A Novel Relative Permeability Model for Gas and Water Flow in Hydrate-Bearing Sediments With Laboratory and Field-Scale Application
Harpreet Singh, Evgeniy M. Myshakin, Yongkoo Seol
Abstract
Abstract In a producing gas hydrate reservoir the effective porosity available for fluid flow constantly changes with dissociation of gas hydrate. Therefore, accurate prediction of relative permeability using legacy models ( e.g . Brooks-Corey (B-C), van Genuchten, etc.) that were developed for conventional oil and gas reservoirs would require empirical parameters to be calibrated at various S h over its range of variation, but such calibrations are precluded because of lack of experimental relative permeability data.

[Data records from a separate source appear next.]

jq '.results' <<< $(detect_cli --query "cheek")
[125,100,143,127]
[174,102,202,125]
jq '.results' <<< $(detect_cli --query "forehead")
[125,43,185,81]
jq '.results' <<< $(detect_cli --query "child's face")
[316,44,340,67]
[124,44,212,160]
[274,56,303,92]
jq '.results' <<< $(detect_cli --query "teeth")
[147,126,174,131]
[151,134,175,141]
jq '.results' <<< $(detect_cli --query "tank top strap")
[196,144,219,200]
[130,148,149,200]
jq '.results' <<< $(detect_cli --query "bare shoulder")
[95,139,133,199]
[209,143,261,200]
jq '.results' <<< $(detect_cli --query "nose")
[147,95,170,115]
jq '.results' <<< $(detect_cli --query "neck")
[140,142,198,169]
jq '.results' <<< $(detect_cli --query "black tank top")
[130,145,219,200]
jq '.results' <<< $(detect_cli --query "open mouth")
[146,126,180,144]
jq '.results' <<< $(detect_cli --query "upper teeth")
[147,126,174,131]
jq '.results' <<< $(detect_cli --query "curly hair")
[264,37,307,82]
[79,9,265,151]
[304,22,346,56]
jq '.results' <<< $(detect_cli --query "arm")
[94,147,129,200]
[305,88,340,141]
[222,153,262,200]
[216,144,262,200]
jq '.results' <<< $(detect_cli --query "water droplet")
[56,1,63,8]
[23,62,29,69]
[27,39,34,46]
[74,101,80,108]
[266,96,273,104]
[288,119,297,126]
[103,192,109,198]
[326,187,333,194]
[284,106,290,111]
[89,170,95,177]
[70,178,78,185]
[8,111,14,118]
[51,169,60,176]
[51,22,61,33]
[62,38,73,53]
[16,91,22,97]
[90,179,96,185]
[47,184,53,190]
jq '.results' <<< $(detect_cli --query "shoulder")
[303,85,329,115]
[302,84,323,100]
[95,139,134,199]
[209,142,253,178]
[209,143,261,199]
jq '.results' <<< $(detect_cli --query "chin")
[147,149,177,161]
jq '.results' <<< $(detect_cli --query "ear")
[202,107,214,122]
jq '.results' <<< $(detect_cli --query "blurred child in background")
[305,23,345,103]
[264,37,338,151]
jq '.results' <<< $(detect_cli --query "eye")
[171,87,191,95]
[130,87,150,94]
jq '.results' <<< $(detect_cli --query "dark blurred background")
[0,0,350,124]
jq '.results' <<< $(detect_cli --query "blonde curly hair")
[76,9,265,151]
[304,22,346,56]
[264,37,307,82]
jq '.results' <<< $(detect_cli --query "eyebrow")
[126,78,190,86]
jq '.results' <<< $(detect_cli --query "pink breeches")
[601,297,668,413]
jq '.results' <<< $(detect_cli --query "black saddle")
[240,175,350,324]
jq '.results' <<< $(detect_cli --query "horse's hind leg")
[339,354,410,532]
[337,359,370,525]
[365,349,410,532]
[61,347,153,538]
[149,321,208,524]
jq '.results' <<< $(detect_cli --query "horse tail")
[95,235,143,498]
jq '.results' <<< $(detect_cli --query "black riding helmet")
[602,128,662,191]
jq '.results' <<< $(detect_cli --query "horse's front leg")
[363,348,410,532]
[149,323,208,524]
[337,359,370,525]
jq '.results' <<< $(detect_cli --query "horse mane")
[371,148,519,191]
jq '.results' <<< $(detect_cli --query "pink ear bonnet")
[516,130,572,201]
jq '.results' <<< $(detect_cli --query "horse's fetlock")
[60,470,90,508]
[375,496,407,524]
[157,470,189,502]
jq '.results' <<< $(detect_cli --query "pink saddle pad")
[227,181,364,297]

This study proposes a new relative permeability model for gas hydrate-bearing media that is a function of maximum capillary pressure, capillary entry pressure, pore size distribution index, residual saturations, hydrate saturation, and four other constants. The three novel features of the proposed model are: (i) requires fitting its six empirical parameters only once using experimental data from any single S h , and the same set of empirical parameters predict relative permeability at all S h , (ii) includes the effect of capillarity, and (iii) includes the effect of pore-size distribution. From practical standpoint, the model can be used to simulate multiphase flow in gas hydrate-bearing sediments where the proposed relative permeability can account for the evolving hydrate saturation. The proposed model is implemented in a numerical simulator and the wall time required to perform simulations using the proposed model is shown to be similar to the time it takes to run same simulations with the B-C model. The proposed model is a step forward towards achieving the goal of physically accurate modeling of multiphase flow for gas hydrate-bearing sediments that accounts for the effect of gas hydrate saturation change on relative permeability.